Thursday, October 22, 2009

Day 112

Today I witnessed first hand what I am missing by not being at the hospital whenever I want. When I arrived at noon Nicole was crying. She look as though she had been crying for at least 15 minutes. Probably longer. Her pain was not under control. The nurse had given her Oxycodone before I got there and when I got there I asked for something more. She brought Tylenol. What?! You think that will do the trick? I don't think so. I asked her to ask the Doctor for morphine or something for break through pain. She finally came back 30 minutes later with morphine. I was happy for that but it was short lived. It only lasted about 40 minutes before the pain came back full force.

I can't believe that the Doctor doesn't have her on something to keep the pain under control without having to ask him each time. After the morphine wasn't working she cried for another 45-60 minutes before they brought something else in. The only thing I could do was hold her hand.
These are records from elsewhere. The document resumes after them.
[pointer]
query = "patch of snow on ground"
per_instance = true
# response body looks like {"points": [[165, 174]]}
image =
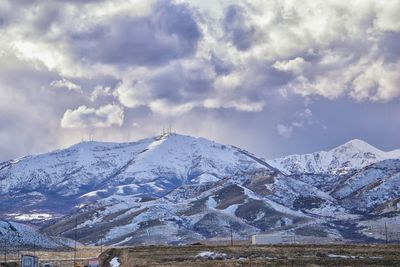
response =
{"points": [[115, 262], [211, 255]]}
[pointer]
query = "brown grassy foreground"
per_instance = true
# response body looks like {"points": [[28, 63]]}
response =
{"points": [[274, 255]]}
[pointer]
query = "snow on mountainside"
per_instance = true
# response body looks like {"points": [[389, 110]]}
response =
{"points": [[19, 235], [354, 154]]}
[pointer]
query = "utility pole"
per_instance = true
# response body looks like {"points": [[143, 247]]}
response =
{"points": [[76, 226], [5, 250], [101, 245], [231, 235], [387, 240]]}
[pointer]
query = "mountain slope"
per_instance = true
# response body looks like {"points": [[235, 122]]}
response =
{"points": [[177, 188], [19, 235], [354, 154], [180, 189]]}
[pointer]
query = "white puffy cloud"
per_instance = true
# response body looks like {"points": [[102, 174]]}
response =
{"points": [[85, 117], [64, 83], [304, 118], [295, 65]]}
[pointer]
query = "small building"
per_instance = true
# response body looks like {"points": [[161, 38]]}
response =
{"points": [[29, 261], [93, 262]]}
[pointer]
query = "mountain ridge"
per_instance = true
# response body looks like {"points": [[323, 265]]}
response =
{"points": [[175, 189]]}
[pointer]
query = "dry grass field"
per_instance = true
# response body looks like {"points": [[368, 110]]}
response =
{"points": [[274, 255], [240, 255]]}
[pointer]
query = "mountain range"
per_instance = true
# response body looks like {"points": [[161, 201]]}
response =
{"points": [[176, 189]]}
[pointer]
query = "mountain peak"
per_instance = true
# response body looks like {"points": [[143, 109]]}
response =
{"points": [[358, 145]]}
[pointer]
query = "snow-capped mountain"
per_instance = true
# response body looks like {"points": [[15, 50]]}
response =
{"points": [[180, 189], [352, 155], [19, 235]]}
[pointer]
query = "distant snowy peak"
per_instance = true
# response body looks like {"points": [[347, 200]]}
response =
{"points": [[354, 154]]}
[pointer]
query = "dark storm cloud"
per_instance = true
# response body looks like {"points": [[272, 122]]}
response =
{"points": [[168, 33], [237, 28]]}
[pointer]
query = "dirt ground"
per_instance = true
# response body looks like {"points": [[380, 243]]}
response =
{"points": [[217, 255], [273, 255]]}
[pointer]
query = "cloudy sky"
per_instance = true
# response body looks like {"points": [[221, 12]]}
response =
{"points": [[274, 77]]}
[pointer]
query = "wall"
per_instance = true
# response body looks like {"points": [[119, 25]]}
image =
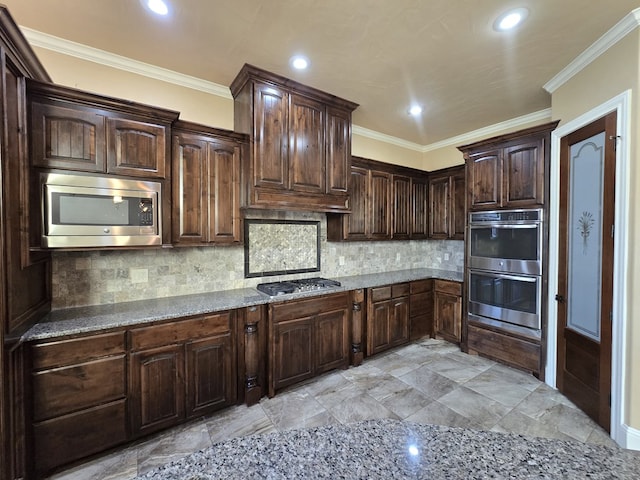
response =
{"points": [[609, 75], [93, 278]]}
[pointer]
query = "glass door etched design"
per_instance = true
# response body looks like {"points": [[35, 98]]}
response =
{"points": [[584, 272]]}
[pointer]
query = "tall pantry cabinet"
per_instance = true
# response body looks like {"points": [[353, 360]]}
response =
{"points": [[24, 284]]}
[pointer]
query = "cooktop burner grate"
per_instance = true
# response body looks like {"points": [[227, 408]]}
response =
{"points": [[294, 286]]}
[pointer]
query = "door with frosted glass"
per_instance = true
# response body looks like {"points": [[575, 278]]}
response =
{"points": [[585, 279]]}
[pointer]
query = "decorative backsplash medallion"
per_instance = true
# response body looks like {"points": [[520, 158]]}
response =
{"points": [[278, 247]]}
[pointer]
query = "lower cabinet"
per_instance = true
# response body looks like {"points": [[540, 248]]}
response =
{"points": [[307, 337], [421, 309], [180, 370], [78, 387], [387, 317], [447, 309]]}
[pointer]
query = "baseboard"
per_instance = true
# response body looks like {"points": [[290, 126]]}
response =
{"points": [[631, 438]]}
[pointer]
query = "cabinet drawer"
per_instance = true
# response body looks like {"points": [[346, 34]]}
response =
{"points": [[380, 293], [421, 304], [400, 290], [71, 437], [76, 350], [309, 307], [444, 286], [67, 389], [421, 286], [180, 331]]}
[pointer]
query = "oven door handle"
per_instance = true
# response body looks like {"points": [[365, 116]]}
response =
{"points": [[511, 277]]}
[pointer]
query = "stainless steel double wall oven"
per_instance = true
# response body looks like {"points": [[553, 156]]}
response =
{"points": [[505, 269]]}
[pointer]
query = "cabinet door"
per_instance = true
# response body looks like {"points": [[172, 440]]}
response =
{"points": [[224, 192], [378, 318], [356, 221], [401, 207], [380, 205], [332, 340], [156, 396], [524, 174], [72, 139], [190, 198], [306, 145], [439, 207], [292, 353], [210, 373], [448, 315], [270, 147], [485, 177], [457, 206], [136, 148], [338, 142], [419, 213]]}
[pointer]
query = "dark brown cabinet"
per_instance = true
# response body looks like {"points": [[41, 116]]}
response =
{"points": [[421, 309], [447, 309], [301, 143], [206, 185], [509, 171], [447, 200], [387, 202], [181, 369], [307, 337], [79, 398], [387, 317], [75, 130]]}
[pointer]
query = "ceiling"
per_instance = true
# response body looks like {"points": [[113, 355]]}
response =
{"points": [[382, 54]]}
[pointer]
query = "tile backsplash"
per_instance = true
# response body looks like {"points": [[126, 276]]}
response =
{"points": [[103, 277]]}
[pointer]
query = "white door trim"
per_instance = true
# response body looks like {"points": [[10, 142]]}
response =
{"points": [[620, 433]]}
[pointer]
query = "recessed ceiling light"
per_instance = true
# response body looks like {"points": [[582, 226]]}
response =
{"points": [[415, 110], [157, 6], [510, 19], [300, 62]]}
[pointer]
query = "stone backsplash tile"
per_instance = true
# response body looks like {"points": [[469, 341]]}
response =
{"points": [[95, 278]]}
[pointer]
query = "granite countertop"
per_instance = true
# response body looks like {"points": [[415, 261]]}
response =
{"points": [[59, 323], [392, 449]]}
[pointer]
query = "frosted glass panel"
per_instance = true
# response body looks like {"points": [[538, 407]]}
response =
{"points": [[585, 236]]}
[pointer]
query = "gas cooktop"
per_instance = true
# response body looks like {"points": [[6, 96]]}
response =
{"points": [[295, 286]]}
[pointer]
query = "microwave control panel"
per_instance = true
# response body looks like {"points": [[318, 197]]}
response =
{"points": [[146, 212]]}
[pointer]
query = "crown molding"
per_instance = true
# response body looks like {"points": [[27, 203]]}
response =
{"points": [[491, 130], [84, 52], [383, 137], [620, 30]]}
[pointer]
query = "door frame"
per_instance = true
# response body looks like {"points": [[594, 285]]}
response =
{"points": [[620, 432]]}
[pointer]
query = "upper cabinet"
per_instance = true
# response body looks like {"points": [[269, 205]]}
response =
{"points": [[387, 202], [206, 185], [300, 143], [75, 130], [447, 203], [509, 171]]}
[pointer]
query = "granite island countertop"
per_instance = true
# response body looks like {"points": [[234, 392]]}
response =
{"points": [[77, 320]]}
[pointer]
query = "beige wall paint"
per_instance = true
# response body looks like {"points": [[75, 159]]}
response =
{"points": [[193, 105], [608, 76]]}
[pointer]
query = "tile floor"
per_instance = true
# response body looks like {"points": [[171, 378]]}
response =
{"points": [[426, 382]]}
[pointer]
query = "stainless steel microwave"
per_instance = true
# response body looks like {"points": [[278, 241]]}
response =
{"points": [[97, 211]]}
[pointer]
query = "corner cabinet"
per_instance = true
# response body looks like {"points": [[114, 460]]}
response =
{"points": [[447, 201], [509, 171], [206, 185], [300, 143], [447, 309], [387, 317], [388, 202], [307, 337]]}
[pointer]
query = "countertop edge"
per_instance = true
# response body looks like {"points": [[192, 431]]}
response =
{"points": [[90, 319]]}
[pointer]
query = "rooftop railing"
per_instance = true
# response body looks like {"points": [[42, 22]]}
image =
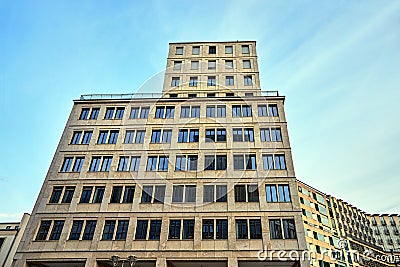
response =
{"points": [[166, 95]]}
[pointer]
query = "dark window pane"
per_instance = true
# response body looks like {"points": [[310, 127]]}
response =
{"points": [[174, 229], [141, 229], [89, 230], [56, 231]]}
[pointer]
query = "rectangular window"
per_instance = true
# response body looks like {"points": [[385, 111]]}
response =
{"points": [[221, 229], [276, 135], [185, 111], [144, 112], [195, 112], [262, 111], [265, 135], [210, 111], [95, 113], [109, 113], [122, 229], [155, 229], [210, 135], [212, 64], [196, 50], [147, 193], [177, 65], [248, 80], [280, 163], [208, 229], [221, 162], [289, 229], [241, 229], [87, 136], [211, 81], [252, 193], [108, 231], [273, 110], [194, 65], [284, 193], [43, 230], [102, 137], [268, 162], [193, 81], [175, 81], [56, 194], [179, 51], [156, 136], [68, 194], [120, 113], [139, 138], [240, 193], [67, 164], [208, 193], [86, 194], [188, 229], [56, 231], [221, 193], [275, 229], [238, 162], [174, 229], [123, 164], [76, 137], [76, 230], [89, 230], [237, 135], [128, 194], [245, 49], [271, 193], [134, 113], [116, 194], [246, 64], [105, 166], [212, 50], [229, 81], [84, 114], [159, 194], [78, 164], [255, 229], [190, 193], [177, 194], [98, 194]]}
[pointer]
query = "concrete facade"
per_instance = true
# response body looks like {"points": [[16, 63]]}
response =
{"points": [[332, 224], [184, 179]]}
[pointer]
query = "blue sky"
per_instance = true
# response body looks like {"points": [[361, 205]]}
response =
{"points": [[337, 62]]}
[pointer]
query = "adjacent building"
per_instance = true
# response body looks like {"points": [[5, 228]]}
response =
{"points": [[332, 224], [201, 175], [10, 237]]}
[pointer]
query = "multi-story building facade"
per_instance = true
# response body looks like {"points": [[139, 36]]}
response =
{"points": [[200, 176], [10, 236], [332, 224]]}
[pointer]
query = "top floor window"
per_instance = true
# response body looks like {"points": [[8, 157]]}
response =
{"points": [[212, 50], [165, 112], [179, 51], [245, 49], [196, 50]]}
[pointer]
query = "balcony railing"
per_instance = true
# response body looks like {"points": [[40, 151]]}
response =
{"points": [[160, 95]]}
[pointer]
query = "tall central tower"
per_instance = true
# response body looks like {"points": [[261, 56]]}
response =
{"points": [[200, 176]]}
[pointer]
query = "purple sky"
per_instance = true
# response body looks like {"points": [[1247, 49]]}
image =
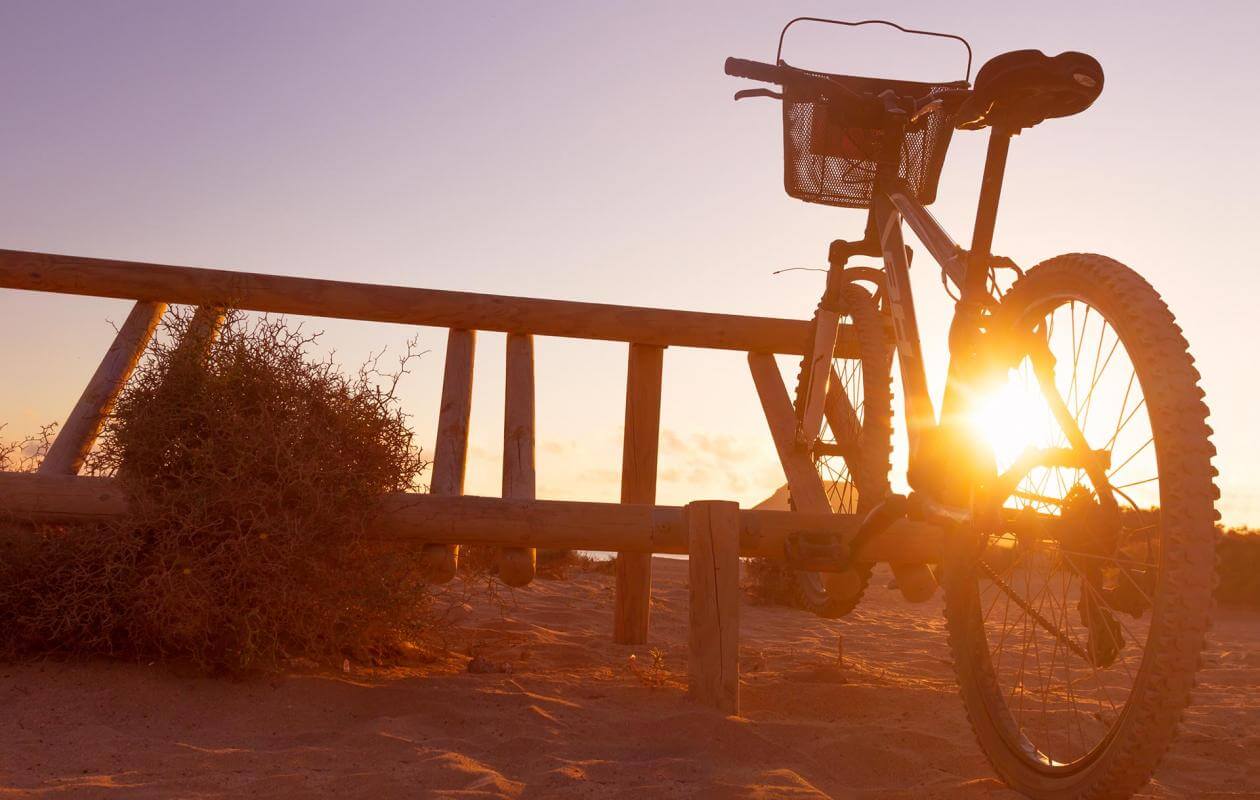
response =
{"points": [[590, 150]]}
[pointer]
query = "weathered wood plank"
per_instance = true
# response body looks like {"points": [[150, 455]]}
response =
{"points": [[713, 568], [517, 565], [633, 604], [103, 277], [74, 440], [450, 451], [421, 518]]}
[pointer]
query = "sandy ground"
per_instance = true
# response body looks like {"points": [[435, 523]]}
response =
{"points": [[575, 720]]}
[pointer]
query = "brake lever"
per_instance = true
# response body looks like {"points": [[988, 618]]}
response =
{"points": [[746, 93]]}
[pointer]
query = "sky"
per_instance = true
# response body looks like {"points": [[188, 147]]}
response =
{"points": [[591, 151]]}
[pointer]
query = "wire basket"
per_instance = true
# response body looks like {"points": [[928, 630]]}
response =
{"points": [[832, 159]]}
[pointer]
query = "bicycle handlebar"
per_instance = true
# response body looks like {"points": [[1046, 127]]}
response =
{"points": [[795, 78], [754, 71]]}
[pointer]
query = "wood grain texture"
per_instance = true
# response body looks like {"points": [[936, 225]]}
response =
{"points": [[423, 518], [517, 565], [76, 437], [450, 451], [713, 635], [639, 452], [103, 277]]}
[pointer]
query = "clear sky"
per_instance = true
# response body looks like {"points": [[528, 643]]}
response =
{"points": [[591, 151]]}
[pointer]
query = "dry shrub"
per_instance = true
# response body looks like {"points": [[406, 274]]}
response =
{"points": [[769, 582], [252, 476], [560, 565], [1237, 567]]}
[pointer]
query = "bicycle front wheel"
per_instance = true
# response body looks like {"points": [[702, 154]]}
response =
{"points": [[1076, 626]]}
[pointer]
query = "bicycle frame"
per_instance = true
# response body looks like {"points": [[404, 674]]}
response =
{"points": [[968, 270]]}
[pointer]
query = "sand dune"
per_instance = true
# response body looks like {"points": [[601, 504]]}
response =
{"points": [[575, 720]]}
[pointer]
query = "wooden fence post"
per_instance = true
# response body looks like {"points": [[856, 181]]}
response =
{"points": [[633, 604], [713, 566], [450, 451], [517, 565], [74, 440]]}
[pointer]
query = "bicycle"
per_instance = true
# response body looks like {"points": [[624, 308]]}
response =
{"points": [[1079, 563]]}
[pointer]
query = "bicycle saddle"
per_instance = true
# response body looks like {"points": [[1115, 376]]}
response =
{"points": [[1025, 87]]}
There was not any place I could touch her to try to soothe her because the pain from the donor sites and graph sites was too intense.

If I was there each day all day I would be able to keep on top of this. As it was 2pm came and they wanted me to leave. I told them I wasn't leaving until the pain was under control. That was not received well but I was not budging. Pain under control at 2:55pm

I feel so in the dark. When I call and ask how things are going and how she is doing I am under the impression the staff is side stepping all the info and just telling me a minuscule amount of information. I am beginning to hate this place. I know the staff is under orders but we are talking the life of Nicole here. If they don't give it to me straight I can't advocate for her. I see now, That is what they are trying to do. Keep me from being her advocate.

I know God is there to help us all. I know he will help us through this and We will be better for it.